Plant engineers know the importance of compressed air in the industrial environment. Because it's as vital as electricity, gas and water to plant operation, compressed air is often regarded as a "fourth utility." But unlike the other three, which are purchased from outside sources, a plant's compressed air supply is generated on-site, using its own equipment. That's why every industrial plant, whatever its size, needs a dependable, efficient plant air system. Selecting the right one requires a careful, informed approach, guided by the principles of common sense engineering and design simplicity.
While the primary responsibility for specifying a new or expanded compressed air system usually rests with the plant engineer, others may be involved in the decision-making process. A specifier has two options: a plant-wide centralized compressed air system or a distributed system using multiple localized compressors (see Figure 1).

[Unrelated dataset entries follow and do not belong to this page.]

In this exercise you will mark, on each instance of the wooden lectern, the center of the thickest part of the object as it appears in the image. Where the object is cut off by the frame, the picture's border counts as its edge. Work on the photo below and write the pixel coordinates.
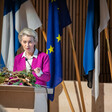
(24, 97)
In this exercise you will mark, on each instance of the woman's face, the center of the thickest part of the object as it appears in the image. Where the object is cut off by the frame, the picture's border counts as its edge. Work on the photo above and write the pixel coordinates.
(28, 43)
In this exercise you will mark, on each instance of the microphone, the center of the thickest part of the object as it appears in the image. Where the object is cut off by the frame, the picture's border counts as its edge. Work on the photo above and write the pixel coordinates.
(29, 64)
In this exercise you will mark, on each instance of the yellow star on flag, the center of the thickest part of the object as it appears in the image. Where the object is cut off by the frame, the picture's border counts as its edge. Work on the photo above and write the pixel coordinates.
(59, 37)
(46, 51)
(51, 49)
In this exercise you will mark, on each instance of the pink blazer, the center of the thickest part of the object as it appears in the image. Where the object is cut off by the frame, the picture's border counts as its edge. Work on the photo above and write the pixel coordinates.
(41, 61)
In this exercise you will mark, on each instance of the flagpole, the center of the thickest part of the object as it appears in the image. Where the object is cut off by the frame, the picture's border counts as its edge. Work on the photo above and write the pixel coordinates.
(1, 20)
(77, 69)
(109, 52)
(63, 84)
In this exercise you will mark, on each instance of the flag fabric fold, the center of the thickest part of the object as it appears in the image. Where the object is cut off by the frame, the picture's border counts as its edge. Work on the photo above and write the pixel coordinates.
(17, 15)
(97, 19)
(104, 18)
(56, 15)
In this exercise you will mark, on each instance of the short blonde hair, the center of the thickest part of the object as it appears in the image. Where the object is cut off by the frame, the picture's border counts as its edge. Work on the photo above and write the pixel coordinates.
(29, 32)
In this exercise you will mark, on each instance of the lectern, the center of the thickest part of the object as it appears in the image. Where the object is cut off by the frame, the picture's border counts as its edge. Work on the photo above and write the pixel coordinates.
(24, 97)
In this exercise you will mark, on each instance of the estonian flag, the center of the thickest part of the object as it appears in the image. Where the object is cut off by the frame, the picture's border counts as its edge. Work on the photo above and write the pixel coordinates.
(97, 19)
(17, 15)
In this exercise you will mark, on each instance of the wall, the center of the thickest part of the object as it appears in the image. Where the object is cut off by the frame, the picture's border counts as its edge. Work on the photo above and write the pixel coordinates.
(103, 103)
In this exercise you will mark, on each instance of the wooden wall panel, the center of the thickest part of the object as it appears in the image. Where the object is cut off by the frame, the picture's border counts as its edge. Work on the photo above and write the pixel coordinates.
(78, 13)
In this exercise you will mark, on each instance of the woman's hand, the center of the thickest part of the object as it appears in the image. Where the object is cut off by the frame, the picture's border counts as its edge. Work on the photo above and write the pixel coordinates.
(38, 71)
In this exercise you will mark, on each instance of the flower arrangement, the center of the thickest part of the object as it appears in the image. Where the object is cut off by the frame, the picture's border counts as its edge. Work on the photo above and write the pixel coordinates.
(17, 78)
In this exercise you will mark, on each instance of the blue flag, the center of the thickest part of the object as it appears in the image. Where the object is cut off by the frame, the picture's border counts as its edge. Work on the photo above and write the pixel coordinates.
(55, 26)
(16, 16)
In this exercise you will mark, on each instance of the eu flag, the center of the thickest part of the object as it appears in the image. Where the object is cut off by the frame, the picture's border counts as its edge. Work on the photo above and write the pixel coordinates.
(18, 14)
(56, 22)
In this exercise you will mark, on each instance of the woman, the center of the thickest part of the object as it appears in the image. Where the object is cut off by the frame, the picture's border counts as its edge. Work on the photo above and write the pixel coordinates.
(32, 59)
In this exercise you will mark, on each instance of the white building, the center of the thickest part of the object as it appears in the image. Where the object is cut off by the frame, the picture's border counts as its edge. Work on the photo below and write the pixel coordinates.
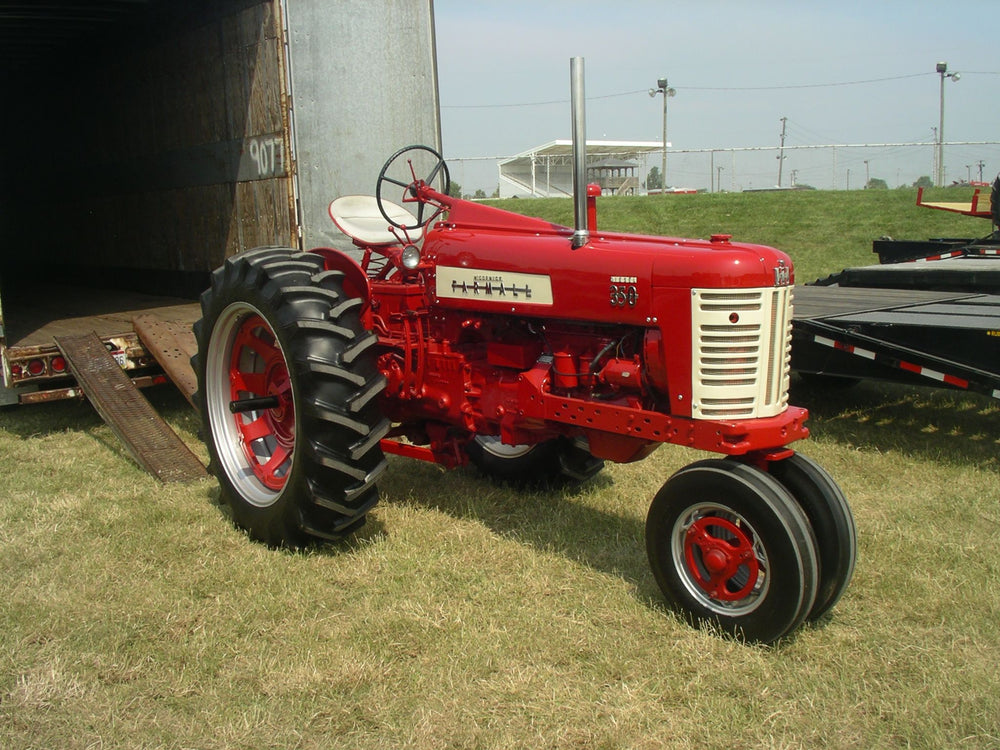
(547, 171)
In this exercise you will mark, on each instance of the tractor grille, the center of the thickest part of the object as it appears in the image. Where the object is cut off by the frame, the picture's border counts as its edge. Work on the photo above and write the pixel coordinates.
(742, 352)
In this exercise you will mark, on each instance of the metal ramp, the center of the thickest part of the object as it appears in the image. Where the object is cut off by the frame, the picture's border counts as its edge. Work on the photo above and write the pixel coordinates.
(150, 440)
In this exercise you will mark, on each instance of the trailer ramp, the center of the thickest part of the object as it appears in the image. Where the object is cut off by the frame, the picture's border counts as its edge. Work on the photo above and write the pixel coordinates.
(172, 345)
(150, 440)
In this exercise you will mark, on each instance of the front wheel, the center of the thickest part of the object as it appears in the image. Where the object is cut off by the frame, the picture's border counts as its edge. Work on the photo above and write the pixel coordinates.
(287, 386)
(730, 548)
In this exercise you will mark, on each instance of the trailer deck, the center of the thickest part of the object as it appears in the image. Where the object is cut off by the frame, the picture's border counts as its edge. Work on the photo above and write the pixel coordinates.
(931, 322)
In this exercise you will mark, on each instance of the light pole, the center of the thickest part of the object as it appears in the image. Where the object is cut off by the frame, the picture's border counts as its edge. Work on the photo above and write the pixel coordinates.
(663, 88)
(942, 70)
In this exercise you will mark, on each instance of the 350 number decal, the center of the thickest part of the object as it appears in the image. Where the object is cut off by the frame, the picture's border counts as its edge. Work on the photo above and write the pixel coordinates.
(624, 295)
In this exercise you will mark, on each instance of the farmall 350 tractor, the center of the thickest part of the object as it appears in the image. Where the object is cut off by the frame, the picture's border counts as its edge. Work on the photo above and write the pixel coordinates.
(534, 351)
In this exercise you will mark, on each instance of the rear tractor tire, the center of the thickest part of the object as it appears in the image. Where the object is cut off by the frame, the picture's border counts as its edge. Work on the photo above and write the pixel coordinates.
(287, 388)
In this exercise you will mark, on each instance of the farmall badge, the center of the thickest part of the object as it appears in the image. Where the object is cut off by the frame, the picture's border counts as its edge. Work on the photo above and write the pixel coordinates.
(493, 286)
(624, 292)
(782, 274)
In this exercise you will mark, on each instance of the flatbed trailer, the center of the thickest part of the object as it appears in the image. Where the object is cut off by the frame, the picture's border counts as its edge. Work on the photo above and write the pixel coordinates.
(928, 314)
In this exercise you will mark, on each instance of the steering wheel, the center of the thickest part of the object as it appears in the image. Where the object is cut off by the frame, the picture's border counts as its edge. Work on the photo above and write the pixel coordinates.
(399, 172)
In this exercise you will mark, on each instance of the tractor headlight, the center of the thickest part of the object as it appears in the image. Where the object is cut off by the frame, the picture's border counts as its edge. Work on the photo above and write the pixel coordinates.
(410, 257)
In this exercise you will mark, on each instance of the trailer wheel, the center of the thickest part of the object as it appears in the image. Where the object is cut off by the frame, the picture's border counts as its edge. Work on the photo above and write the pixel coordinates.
(551, 463)
(730, 548)
(830, 516)
(286, 386)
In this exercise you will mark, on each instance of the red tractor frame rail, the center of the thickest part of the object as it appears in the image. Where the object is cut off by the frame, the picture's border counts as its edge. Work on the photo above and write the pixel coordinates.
(536, 352)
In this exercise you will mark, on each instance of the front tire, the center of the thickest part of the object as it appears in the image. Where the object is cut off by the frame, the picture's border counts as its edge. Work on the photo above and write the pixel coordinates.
(282, 343)
(832, 522)
(730, 548)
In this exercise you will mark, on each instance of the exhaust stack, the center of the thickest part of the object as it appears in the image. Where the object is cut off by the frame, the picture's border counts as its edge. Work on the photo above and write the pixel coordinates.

Figure 1. Heat from a compressor can be recovered and used for space heating, thus reducing utility costs.
Reliability and efficiency
To determine the most suitable option, evaluate two factors to optimize plant operations. First, determine specific demands and work toward achieving an air system with long-term dependable performance. The second factor is system efficiency, analyzed from two perspectives: the generation and distribution of compressed air, and the processes or machines that require that air.
As you begin the process of choosing between a centralized and a multi-compressor system, answer the following questions:
- Is this a new plant or an expansion of an existing installation?
- What is the system's overall size and scope?
- What are the critical air needs of selected users?
- What are the overall system demands?
New system versus expansion
Although designing an air supply for a new facility is a large task, it's often easier than expanding an existing one. New installations offer almost complete control over design variables. The system can be optimized without making concessions for the existing air supply and its downstream components, such as piping, filters, dryers and lubricators.
In an expansion, new users are added to a system designed for other purposes, and accommodating new operations may compromise the original system. However, you can either expand the existing plant system or install a larger dedicated compressor.
Expanding an existing multi-compressor system requires balancing costs and the efficiency and cost of a central system. In some cases, the efficiency and reliability of a dedicated compressor may be the best choice.
Keep the initial cost of centralized and multiple systems in perspective. Annual operating costs for either option probably will exceed the first cost by a factor of three to four. For this reason, system efficiency should receive higher priority than initial cost.
System size and scope
Start with the basics, such as deciding whether the system is to serve one building or multiple buildings within a complex. Many single-building applications may be larger than a multi-building application in terms of piping length, system demands and general air requirements.
The multi-building system offers unique challenges, such as distribution and distance. Distance may make a centralized system impractical. On the other hand, overall air demand, including pressure and volume, may require a centralized approach.
Distribution and distances between compressors and individual users dictate piping size and downstream air quality. Balance installation, maintenance and operating costs with reliability and efficiency requirements. If they are not properly sized and insulated, external pipe runs to remote buildings will result in pressure loss and condensation.
Examine the availability and cost of electricity, water and sewers. Check load factors and rate schedules. For example, a central compressor may require a costly electrical service upgrade, possibly a new substation. Smaller, multiple compressors may be able to operate from the existing electrical service, but will consume more electricity.
Compressor heat recovery (see Figure 2) is a common technique for increasing overall efficiency. In air-cooled systems, the low-grade heat that's recovered can be used for space heating, thereby reducing purchased utility costs. However, consider the installation and operating costs associated with heat recovery equipment.
Figure 2. Piping layouts are similar for multiple and centralized systems. Connecting valves allow multiple systems to back up each other.
Heat recovery from water-cooled compressors has become increasingly popular. A closed-loop cooling system reduces utility costs because it slashes water and sewer use. Consider these utilities carefully, because availability may be limited in areas unprepared for industrial-size loads. In many industrial areas, sewer charges far exceed water charges. In some areas, they are triple the cost of water.
Location and access
Easy access to equipment for maintenance and replacement is a requisite for both central and multi-compressor systems. When compressors are located in remote outdoor enclosures, physical access is often a challenge. If a compressor is walled off, provide adequate ventilation to cool the unit and to meet air intake needs.